In the wake of harsh criticism from President Obama and his administration last week, GM is building a case that it’s taking the steps needed to make its planned plug-in hybrid, the Chevrolet Volt, a commercial success.
Last week, President Obama said that GM had failed to present a convincing plan to turn around its decline, and he warned that the automaker may face bankruptcy. Part of the problem, according to a report by his administration, is that the company is not producing the right mix of vehicles to compete with other automakers. For example, the Volt, the company’s attempt to overcome Toyota’s lead in green vehicle technology, “is currently projected to be much more expensive than its gasoline-fueled peers and will likely need substantial reductions in manufacturing cost in order to become commercially viable,” the report said.
But the Volt is central to GM’s plans for the “reinvention of our company,” said Tony Posawatz, the vehicle line manager for the Volt, in a conference call with reporters last week. The car can be recharged by plugging it in, and will allow people to drive 40 miles without using any gasoline. For longer trips, an onboard generator that runs on gasoline or ethanol will recharge the battery to extend the car’s range. GM plans to use the basic platform for the Volt in a range of vehicles. Indeed, it has already announced two derivatives of the car, one a Cadillac and the other a plug-in hybrid for Europe.

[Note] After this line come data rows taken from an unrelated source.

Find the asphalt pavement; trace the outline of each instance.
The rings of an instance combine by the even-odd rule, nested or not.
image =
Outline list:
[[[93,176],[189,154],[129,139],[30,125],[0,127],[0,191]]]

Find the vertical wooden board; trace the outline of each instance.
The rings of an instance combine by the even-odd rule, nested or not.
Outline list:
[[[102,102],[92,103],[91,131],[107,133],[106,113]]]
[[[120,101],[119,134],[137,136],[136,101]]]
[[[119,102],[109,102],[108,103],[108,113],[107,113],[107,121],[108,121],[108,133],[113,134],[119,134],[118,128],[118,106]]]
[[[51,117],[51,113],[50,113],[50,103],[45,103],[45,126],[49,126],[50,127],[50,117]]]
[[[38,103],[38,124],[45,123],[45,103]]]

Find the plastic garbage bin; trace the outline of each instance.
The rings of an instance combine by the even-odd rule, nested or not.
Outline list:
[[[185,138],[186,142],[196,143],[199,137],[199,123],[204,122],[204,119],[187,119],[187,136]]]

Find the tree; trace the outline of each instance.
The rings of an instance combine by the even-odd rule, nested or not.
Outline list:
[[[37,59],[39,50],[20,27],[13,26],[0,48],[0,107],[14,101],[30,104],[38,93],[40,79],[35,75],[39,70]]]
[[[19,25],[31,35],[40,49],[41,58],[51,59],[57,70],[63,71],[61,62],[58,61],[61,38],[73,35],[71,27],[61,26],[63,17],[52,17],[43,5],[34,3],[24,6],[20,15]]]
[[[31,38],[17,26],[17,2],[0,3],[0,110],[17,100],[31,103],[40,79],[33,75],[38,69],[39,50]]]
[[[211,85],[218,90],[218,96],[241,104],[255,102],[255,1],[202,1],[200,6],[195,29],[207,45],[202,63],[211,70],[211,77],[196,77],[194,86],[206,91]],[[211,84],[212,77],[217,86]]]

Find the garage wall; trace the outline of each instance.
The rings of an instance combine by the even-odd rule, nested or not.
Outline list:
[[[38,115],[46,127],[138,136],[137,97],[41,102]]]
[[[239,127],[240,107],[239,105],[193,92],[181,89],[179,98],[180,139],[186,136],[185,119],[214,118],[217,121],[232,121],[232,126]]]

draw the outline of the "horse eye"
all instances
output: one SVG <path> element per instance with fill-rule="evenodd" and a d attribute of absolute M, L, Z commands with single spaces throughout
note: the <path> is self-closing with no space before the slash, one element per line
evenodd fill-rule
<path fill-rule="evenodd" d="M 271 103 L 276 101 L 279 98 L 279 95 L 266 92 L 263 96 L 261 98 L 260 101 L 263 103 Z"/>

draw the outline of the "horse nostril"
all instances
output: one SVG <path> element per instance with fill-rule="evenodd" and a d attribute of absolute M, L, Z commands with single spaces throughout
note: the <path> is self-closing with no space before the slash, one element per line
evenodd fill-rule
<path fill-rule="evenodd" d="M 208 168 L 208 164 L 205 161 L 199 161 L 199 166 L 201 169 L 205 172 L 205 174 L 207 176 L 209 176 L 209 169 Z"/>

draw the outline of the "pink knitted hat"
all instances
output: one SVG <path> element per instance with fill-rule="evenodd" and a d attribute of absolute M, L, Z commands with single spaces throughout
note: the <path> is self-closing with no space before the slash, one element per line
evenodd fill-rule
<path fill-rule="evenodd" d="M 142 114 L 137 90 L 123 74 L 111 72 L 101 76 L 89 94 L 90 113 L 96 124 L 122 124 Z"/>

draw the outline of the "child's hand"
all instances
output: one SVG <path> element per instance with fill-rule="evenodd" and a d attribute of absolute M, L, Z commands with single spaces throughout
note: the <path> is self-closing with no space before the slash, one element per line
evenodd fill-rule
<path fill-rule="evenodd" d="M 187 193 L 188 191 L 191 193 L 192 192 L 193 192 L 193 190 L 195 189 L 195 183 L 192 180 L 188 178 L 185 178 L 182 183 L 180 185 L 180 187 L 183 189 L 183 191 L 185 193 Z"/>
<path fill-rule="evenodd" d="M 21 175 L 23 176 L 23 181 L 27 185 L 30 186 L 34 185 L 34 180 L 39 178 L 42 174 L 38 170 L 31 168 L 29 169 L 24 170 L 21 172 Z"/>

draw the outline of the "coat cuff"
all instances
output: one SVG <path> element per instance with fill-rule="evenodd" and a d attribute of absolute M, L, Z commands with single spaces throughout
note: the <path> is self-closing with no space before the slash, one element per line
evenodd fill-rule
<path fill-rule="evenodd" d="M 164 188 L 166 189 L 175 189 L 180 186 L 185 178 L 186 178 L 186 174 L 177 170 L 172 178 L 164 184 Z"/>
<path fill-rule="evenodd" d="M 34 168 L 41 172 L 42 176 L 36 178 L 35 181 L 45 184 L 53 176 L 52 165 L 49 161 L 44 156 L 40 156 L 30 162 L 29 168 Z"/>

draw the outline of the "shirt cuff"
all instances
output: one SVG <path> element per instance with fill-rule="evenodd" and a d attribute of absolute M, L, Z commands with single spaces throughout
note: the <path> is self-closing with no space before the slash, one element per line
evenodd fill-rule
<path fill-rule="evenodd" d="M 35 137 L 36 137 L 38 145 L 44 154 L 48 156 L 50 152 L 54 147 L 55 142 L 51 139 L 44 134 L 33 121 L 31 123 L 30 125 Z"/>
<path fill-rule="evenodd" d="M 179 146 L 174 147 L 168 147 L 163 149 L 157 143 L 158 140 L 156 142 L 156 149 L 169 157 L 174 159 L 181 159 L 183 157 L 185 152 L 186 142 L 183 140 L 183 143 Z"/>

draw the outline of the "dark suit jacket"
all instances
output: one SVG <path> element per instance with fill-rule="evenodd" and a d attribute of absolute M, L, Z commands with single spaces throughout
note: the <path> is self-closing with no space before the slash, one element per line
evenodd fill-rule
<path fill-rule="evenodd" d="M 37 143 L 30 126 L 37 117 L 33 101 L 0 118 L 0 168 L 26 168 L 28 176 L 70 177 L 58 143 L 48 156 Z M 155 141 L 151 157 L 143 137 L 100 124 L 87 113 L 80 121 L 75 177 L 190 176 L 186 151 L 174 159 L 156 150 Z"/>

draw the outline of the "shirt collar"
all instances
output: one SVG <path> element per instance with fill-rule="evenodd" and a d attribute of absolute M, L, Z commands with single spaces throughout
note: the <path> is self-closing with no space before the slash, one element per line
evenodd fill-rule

Posawatz acknowledged that the first-generation version of the Volt, due out at the end of 2010, will be more expensive “than one would want.” But he said that the company is already developing the second generation of the car, which could be thousands of dollars less expensive. The company has also been working with local governments and utilities to help it sell more cars by creating various incentives.
One way to save money is by improving the battery system. For the first version of the Volt, GM has taken extra pains to make sure that the battery will last, Posawatz said. A dedicated heating and cooling system will prevent the temperature extremes that can quickly degrade a battery. In addition, because discharging the battery completely can also shorten its life, control systems keep the battery from being discharged more than about 50 percent. But these measures could be overkill, Posawatz noted. “We have put in place a lot of extra fail-safe engineering solutions,” he said. “So there are some opportunities [to reduce costs] as we refine the design.”
Indeed, tests on similar batteries by the Electric Power Research Institute have shown that they can last for more than 10 years even if discharged over 75 percent. Using more of the energy in the batteries would reduce the number of cells needed. Posawatz said that the dedicated heating and cooling system might also be unnecessary.